Из будки у входа в резиденцию высунулся полицейский:
– Эй, подойдите! Вы что-то ищете?
– Да, – ответил Фима. – Я ищу завтра.
– Хорошо, но будьте так любезны, поищите его в другом месте. Идите себе дальше. Нельзя здесь стоять.
Призыв этот нашел отклик в сердце Фимы. Иди дальше. Вперед. Не сдавайся. Сражайся до тех пор, пока будешь в силах записывать слова, пока достанет у тебя разума отличить одну идею от другой. Вот только один вопрос: дальше – это куда? Разве не в том состоит вся правда, что он до сих пор и с места не сдвинулся? Как начать двигаться? И в каком направлении?
И тут совсем рядом раздался голос, спокойный и полный мудрости: “Фима! Где же ты?”
Фима остановился и ответил с огромным чувством: – Здесь я. Здесь.
Но только вопли котов, предчувствующих весну, были ему ответом. А потом, подобно губке, стирающей все, по улице пронесся шелест ветра.
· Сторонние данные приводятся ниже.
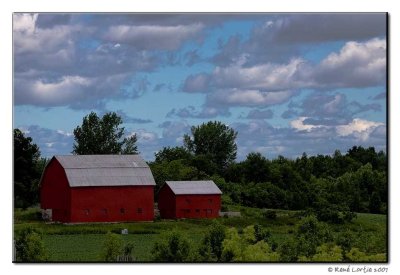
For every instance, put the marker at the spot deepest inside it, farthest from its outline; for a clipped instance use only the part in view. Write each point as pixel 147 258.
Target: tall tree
pixel 103 136
pixel 26 172
pixel 214 140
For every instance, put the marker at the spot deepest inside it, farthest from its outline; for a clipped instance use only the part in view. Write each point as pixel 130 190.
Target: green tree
pixel 256 168
pixel 112 247
pixel 211 247
pixel 325 253
pixel 26 170
pixel 214 140
pixel 172 153
pixel 103 136
pixel 29 247
pixel 310 234
pixel 173 248
pixel 243 248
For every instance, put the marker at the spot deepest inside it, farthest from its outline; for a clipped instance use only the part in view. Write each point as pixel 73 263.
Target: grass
pixel 83 242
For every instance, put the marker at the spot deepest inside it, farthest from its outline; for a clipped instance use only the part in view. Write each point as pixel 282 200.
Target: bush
pixel 261 234
pixel 211 248
pixel 288 250
pixel 270 214
pixel 112 247
pixel 29 247
pixel 173 248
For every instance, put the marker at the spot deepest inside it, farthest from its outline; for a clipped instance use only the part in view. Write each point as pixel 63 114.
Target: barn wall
pixel 166 203
pixel 112 204
pixel 55 192
pixel 198 206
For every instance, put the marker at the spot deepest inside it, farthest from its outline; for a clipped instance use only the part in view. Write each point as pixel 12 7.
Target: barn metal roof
pixel 201 187
pixel 106 170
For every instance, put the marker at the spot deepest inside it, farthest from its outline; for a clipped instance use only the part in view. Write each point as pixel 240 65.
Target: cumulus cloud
pixel 198 83
pixel 259 114
pixel 358 127
pixel 324 108
pixel 51 142
pixel 277 38
pixel 153 36
pixel 205 112
pixel 297 28
pixel 356 65
pixel 248 98
pixel 74 91
pixel 260 136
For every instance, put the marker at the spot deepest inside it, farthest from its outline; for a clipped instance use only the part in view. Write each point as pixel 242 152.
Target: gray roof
pixel 201 187
pixel 106 170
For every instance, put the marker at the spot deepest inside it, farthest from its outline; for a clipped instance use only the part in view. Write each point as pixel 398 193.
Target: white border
pixel 185 6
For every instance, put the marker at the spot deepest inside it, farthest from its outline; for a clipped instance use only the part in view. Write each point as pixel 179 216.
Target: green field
pixel 83 242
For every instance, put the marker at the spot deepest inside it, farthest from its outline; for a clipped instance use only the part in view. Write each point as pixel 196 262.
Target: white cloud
pixel 250 98
pixel 267 76
pixel 356 65
pixel 360 128
pixel 153 36
pixel 24 22
pixel 144 136
pixel 299 125
pixel 61 132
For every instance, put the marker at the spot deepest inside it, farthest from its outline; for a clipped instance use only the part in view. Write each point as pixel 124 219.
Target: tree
pixel 256 168
pixel 171 153
pixel 215 140
pixel 173 248
pixel 29 247
pixel 112 247
pixel 244 248
pixel 211 247
pixel 26 170
pixel 103 136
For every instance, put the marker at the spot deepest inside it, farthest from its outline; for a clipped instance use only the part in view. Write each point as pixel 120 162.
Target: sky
pixel 287 83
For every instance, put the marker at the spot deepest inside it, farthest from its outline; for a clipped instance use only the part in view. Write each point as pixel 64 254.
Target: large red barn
pixel 98 188
pixel 189 199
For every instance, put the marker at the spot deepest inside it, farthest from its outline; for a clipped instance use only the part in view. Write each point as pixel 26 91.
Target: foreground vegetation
pixel 258 235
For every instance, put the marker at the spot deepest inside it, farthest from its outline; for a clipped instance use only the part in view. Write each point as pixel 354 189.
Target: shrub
pixel 112 247
pixel 261 234
pixel 270 214
pixel 173 248
pixel 288 250
pixel 29 247
pixel 325 253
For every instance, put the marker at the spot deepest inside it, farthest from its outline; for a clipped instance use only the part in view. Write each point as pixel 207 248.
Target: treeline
pixel 331 186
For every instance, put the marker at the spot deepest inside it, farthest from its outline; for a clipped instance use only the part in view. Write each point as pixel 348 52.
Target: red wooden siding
pixel 166 203
pixel 55 192
pixel 93 203
pixel 112 204
pixel 173 206
pixel 198 206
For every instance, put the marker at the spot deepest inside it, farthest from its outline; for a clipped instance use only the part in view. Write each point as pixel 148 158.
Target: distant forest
pixel 333 187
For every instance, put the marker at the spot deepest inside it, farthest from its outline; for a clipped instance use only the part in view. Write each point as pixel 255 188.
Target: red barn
pixel 98 188
pixel 189 199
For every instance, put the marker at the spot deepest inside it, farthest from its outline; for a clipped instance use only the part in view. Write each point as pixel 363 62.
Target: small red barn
pixel 189 199
pixel 98 188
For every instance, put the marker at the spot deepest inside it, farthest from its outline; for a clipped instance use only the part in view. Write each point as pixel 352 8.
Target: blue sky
pixel 288 83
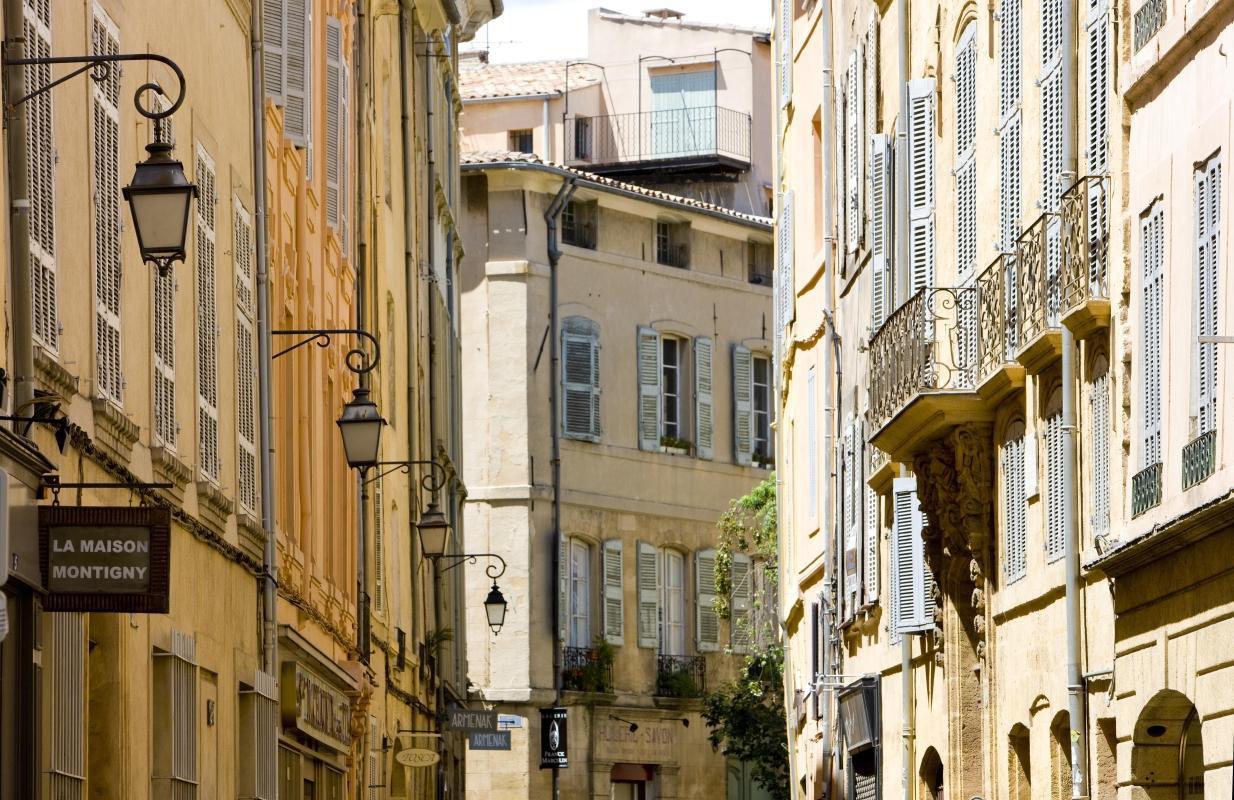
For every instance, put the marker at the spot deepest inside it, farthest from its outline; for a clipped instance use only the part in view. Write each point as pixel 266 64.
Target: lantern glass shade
pixel 360 425
pixel 434 531
pixel 161 198
pixel 495 608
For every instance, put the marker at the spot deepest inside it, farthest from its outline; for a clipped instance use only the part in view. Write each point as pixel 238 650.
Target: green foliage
pixel 747 720
pixel 745 715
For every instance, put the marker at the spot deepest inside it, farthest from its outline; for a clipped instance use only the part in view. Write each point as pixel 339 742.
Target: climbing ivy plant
pixel 745 715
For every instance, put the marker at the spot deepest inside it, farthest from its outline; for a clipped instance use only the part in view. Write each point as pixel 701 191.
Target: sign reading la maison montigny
pixel 96 558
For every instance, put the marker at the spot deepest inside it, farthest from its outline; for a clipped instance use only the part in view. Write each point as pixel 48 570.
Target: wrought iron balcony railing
pixel 926 346
pixel 998 330
pixel 1038 264
pixel 695 135
pixel 1145 489
pixel 1149 19
pixel 680 675
pixel 1085 242
pixel 1198 458
pixel 586 669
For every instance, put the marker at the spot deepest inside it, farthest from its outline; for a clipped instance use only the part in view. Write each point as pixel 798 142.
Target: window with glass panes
pixel 761 405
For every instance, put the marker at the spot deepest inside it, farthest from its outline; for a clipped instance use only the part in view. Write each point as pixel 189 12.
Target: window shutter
pixel 105 154
pixel 298 72
pixel 705 405
pixel 785 52
pixel 741 620
pixel 706 617
pixel 1014 505
pixel 1153 290
pixel 915 585
pixel 743 399
pixel 274 48
pixel 41 174
pixel 965 152
pixel 580 410
pixel 335 121
pixel 921 183
pixel 1208 210
pixel 207 320
pixel 648 595
pixel 881 198
pixel 648 389
pixel 613 606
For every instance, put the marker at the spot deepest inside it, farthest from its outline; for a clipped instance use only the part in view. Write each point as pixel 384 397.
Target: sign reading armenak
pixel 105 558
pixel 315 708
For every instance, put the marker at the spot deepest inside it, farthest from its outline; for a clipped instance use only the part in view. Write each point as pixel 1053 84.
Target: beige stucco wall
pixel 610 489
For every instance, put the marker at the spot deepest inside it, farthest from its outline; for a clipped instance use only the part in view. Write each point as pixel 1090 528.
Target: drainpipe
pixel 20 300
pixel 554 254
pixel 901 289
pixel 265 430
pixel 1076 710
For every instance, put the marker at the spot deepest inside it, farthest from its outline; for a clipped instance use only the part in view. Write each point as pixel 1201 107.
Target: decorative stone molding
pixel 114 431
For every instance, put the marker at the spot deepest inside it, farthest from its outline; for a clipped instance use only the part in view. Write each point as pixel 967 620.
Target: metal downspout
pixel 554 254
pixel 265 430
pixel 1076 700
“Си́тра де-иткáсиа”, – произнес Фима про себя по-арамейски одно из речений Каббалы. И повторил: “Си́тра де-иткáсиа” – “сокрытая сторона”. Он шагал все так же медленно, миновал здание “Терра Санта”, безжизненное, все окна черны, постоял у светофора на площади Парижа в ожидании зеленого света и начал подниматься вверх по улице Короля Георга к центру. Он не замечал ни холода, забравшегося под куртку, ни капель, стекавших на лицо с потрепанной кепки, ни редких торопливых прохожих, бросавших быстрые взгляды на странного человека, явно полностью погруженного в ожесточенный спор с самим собой. Фима подумал, что о холоде он забыл совсем напрасно, с иерусалимской зимой шутки плохи. А вдруг Аннет Тадмор забеременела от него? Снова придется прыгать на борт какого-нибудь грузового судна, скрыться в Греции. В Ниневии. На Аляске. Или на Галапагосских островах. В потемках матки Аннет, в сумеречных лабиринтах влажных тоннелей его слепое семя в эту самую минуту прокладывает путь, помогая себе смешными движениями хвостика, дергается туда и сюда в тепловатой жидкости, этакий Фима-головастик, лысоватый наверное, в крошечной мокрой кепчонке, и нет у него ни глаз, ни мозгов – слепец, стремящийся к сокровенному источнику тепла, и весь он – только головка и хвост, да еще инстинкт, побуждающий протолкнуться поглубже, угнездиться поуютнее; он бодает оболочку яйцеклетки, во всем похожий на родителя своего, охваченный одним лишь страстным желанием: раз и навсегда свернуться калачиком, съежиться в глубинах женского естества, успокоиться и – спать, спать. Фиму обуяли ужас и зависть к собственному пронырливому семени. Ухмыляющемуся семени. Под желтым фонарем у фасада синагоги “Иешурун” Фима остановился и взглянул на часы: еще можно успеть на последний сеанс. Жан Габен наверняка не разочарует. Но где же он должен встретиться с Аннет? Или с Ниной? Или где они вдвоем должны встретиться с ним? Похоже, нынешним вечером он точно разочарует Жана Габена. Парень с девушкой обогнали Фиму, бредущего мимо Дома Ступеней. Парень сказал:
– Ладно. Значит, мы вдвоем пойдем на уступки.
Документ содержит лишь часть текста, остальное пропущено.